Originally, it was devised for army use, but they respectfully, declined and so it was passed on to the Home Guard. If this is in error, blame Tony Robinson. Sender email:

The Cross Keys
...............the Cross Keys closed in 1929 when I believe John's (Tebbutt Smith) widow Elizabeth and her son ran the pub.
The Red Lion
My great - grandfather was Thomas Bond landlord of the Red Lion 1893 to 1912. My Grandmother often told me of the time she lived at the pub. My memories of Kegworth was to visit my uncle Frank Bond and his sister Nellie, I think her surname was Veasey. I do know she played the piano in the New Inn as I was aloud to wait till closing time while she played. I was only about ten at the time, I am now sixty-six. The other thing that sticks in my mind on these visits was watching frenchpolisher at work his workplace was very close to were my relatives lived on Boroughwell. When I looked on your site again I found the 1935 map which reminded me straight away were my aunt & uncle lived. I can remember getting off the bus on Derby Road and crossing the footpath across the field, this led right their house, it was one of about four cottage type properties that seemed quite old. There was some council type houses at the side which I dont think show on the 1935 map. The map also shows me the route we took to the New Inn, which was by the footpath that ran by the side, I also think I was told this was the carnival site , or it was very close by. The french polisher could also have been a cabinet maker. It was very close to my aunties house, it was in a very large wooden outbuilding.

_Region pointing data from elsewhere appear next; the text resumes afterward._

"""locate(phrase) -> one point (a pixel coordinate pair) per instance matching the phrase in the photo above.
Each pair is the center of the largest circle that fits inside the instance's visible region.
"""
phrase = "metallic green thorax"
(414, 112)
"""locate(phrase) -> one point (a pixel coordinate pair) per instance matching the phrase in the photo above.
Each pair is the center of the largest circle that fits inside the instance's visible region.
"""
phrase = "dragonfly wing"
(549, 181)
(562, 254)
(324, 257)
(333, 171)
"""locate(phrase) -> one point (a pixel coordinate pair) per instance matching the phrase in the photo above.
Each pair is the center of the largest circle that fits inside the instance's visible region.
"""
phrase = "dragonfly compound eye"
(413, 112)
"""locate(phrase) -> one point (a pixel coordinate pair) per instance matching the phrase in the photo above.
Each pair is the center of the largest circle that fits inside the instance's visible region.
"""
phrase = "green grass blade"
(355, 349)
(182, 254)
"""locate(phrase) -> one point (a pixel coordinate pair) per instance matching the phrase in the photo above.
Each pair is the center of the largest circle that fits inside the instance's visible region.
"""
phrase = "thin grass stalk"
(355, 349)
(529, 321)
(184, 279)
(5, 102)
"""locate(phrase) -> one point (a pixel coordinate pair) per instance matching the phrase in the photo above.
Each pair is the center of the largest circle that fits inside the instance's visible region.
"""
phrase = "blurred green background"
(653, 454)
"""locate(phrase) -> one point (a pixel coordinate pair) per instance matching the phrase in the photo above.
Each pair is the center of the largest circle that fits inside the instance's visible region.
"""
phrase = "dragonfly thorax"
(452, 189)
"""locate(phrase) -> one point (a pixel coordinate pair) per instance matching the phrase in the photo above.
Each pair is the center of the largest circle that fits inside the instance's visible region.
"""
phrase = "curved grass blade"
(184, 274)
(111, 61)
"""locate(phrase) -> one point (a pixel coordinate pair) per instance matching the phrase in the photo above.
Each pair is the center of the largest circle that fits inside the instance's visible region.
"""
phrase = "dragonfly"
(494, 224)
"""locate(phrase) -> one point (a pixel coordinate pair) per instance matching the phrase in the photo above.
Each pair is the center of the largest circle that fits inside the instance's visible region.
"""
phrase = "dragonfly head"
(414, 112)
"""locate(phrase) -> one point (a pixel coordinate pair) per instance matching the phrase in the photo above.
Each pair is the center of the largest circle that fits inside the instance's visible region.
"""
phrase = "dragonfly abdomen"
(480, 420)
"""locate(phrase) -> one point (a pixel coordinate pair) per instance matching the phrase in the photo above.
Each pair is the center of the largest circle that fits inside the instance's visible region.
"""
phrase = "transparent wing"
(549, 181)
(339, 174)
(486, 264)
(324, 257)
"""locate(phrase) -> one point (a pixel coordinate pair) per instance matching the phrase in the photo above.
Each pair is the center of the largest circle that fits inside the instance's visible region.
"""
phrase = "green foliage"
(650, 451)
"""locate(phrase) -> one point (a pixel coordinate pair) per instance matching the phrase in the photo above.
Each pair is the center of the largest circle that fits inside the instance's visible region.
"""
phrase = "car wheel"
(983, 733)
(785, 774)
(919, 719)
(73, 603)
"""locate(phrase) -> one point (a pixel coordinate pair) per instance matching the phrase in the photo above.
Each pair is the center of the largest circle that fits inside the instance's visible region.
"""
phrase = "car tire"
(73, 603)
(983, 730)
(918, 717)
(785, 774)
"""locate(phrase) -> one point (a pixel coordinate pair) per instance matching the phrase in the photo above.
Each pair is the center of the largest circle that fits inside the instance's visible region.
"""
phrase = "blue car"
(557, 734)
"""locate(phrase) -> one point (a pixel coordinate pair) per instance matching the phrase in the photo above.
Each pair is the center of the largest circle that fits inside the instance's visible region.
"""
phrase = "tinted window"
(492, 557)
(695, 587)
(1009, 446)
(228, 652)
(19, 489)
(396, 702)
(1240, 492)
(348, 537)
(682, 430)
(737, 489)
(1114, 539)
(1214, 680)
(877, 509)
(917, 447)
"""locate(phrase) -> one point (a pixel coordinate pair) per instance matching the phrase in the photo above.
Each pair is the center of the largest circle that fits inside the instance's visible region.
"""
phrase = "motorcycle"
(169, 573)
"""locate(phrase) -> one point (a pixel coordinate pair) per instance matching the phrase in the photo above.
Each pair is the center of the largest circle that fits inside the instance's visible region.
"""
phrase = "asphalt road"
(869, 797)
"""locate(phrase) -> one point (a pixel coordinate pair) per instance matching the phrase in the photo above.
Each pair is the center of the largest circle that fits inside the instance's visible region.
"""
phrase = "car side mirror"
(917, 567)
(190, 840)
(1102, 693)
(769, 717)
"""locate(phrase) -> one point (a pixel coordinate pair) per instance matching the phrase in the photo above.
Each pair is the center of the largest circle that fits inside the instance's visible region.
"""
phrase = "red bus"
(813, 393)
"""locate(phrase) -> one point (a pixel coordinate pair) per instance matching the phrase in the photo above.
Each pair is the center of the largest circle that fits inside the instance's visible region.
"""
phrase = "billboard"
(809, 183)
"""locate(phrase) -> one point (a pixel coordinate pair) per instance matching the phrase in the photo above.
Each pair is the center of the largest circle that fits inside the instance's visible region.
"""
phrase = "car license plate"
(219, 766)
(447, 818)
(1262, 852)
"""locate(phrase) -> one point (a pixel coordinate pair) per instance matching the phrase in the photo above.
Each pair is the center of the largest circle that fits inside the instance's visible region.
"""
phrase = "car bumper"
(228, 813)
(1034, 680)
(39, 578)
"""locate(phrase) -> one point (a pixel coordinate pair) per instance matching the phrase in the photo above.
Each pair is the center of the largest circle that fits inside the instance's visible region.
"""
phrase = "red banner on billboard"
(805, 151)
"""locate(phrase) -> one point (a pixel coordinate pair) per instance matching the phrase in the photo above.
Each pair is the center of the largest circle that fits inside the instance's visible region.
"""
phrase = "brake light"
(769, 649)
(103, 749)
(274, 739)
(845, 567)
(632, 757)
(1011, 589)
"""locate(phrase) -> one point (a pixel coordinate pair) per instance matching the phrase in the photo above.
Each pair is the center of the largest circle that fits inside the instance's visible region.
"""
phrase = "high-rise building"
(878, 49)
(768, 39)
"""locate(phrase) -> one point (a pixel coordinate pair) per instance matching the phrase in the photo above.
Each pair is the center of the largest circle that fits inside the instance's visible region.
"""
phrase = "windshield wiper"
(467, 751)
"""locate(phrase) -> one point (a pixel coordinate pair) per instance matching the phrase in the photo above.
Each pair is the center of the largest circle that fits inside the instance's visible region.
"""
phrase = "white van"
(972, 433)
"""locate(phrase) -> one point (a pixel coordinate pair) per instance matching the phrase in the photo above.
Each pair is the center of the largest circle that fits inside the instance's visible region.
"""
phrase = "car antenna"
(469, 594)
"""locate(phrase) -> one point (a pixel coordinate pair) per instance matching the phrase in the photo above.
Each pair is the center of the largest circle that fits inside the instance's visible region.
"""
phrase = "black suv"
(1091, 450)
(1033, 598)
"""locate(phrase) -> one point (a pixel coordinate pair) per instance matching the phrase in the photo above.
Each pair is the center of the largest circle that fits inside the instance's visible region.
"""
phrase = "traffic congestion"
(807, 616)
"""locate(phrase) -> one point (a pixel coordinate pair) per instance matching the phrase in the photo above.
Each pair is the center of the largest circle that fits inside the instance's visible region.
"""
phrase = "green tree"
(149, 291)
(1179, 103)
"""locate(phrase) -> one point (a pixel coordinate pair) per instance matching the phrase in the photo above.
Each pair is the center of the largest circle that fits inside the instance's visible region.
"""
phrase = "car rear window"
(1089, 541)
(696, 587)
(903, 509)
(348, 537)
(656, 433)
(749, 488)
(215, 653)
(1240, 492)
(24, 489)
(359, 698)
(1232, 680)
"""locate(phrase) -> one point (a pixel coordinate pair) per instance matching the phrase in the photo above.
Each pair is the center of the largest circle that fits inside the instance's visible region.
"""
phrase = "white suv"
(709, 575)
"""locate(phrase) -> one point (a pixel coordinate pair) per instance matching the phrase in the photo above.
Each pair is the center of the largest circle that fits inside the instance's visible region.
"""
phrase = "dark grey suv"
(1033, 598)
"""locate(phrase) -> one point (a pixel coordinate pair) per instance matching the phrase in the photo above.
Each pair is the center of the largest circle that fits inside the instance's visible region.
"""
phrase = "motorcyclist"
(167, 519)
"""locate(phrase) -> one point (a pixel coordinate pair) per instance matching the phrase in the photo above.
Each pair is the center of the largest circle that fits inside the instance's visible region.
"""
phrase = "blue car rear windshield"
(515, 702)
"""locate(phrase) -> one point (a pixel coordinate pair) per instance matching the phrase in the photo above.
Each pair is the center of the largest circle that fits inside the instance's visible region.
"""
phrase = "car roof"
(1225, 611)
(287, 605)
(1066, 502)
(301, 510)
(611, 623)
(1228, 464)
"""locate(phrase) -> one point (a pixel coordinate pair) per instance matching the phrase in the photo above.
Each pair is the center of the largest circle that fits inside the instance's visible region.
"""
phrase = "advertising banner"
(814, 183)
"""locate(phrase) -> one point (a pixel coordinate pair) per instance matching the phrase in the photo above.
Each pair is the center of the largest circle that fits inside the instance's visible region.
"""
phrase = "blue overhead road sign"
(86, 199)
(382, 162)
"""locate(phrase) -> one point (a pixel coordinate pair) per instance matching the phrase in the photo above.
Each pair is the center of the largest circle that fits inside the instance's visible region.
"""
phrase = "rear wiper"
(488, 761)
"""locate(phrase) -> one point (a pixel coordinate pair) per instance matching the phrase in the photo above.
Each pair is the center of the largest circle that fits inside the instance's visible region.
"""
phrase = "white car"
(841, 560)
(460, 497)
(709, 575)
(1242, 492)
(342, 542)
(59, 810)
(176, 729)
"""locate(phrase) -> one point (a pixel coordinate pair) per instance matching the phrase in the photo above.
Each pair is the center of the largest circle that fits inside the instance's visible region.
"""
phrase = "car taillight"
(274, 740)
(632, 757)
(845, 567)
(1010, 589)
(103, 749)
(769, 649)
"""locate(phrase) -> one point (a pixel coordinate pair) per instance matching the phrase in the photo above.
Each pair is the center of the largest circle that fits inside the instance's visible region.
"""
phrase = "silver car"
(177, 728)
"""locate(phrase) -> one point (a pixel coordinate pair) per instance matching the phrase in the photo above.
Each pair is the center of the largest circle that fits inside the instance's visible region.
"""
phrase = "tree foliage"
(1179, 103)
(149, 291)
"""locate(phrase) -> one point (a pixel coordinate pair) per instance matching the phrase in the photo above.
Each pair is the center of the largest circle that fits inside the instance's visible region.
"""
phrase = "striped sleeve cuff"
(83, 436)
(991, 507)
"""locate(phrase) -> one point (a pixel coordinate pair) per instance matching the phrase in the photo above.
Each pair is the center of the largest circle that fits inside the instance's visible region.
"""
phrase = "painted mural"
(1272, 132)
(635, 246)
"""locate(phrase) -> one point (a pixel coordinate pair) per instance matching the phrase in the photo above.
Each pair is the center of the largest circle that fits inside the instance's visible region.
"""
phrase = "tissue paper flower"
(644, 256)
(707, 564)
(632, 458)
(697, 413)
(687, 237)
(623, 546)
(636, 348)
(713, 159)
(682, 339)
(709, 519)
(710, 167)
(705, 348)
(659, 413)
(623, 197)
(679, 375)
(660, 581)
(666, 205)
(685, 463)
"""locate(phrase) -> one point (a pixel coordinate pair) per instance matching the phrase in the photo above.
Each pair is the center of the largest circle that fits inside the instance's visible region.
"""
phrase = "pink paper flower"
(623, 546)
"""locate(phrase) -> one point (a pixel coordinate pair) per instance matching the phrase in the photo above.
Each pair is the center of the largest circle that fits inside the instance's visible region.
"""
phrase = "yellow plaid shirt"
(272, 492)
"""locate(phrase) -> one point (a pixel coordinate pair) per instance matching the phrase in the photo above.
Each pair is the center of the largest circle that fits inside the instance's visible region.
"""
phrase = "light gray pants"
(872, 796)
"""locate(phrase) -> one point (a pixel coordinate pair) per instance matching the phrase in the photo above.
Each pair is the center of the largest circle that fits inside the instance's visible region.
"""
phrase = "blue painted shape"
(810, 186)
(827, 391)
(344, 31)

John Tucker, 48 Alderway, Shirebrook, Mansfield, Nottinghamshire

The Tale of the Fox & Hounds
The landlord of the Fox & Hounds in the 1920s was reputed to have had a tame fox which ran through the pub bar and up the chimney. This fox on the photograph was from the same litter as one kept by George Musson Dunmore and the photo shows that at least this part of the story is true. The writers mother, Margie Stevens, nee Dunmore, can remember the fox as a child. The girl in the photograph is Lizzie Murray a girl friend of George Dunmore Jnr who later had Dunmore's cycle and TV shop at 29 High St.

George Musson Dunmore (1869-1957), came to the village in 1897 and worked as a gardener cum groom for amongst others Knowles the draper who had a house on Ashby Rd.

Click here to see Photo

Info - Phil Stevens

William Lacey - Photo notes
William 'old Bill' Lacey, the village cobbler, in his working garb. It was probably taken behind his shop at 5 Derby Road. The lady is Caroline, his second wife and my Great grandmother. They married in 1920, both thinking each had money, neither had. Caroline had been widowed with 3 kids in 1901 when my great grandad Robert Hassell died. The shop and business was sold to Edward (Teddy) Reid when Old Bill died sometime around 1930/31.

Click here to see Photo

Info - Phil Stevens

Zanzibar Chest - Brian Hartley
Kegworth residents may be interested to learn that I describe my father Brian Hartley's upbringing in the village in my book 'The Zanzibar Chest: A Memoir of Love and War' (HarperCollins, July 2003). I say how he was born at home at Claremont in 1907, and through his eyes I depict an idyllic youth on either side of the Great War, local characters and the values that he was brought up to believe in. His family moved away in the 1930s, by which time he had left England to work in Africa and Arabia, where he remained for the rest of his life. The book website is at and if Kegworth would like me to come and do a reading in 2004 I would be very honoured. I currently live in Kenya.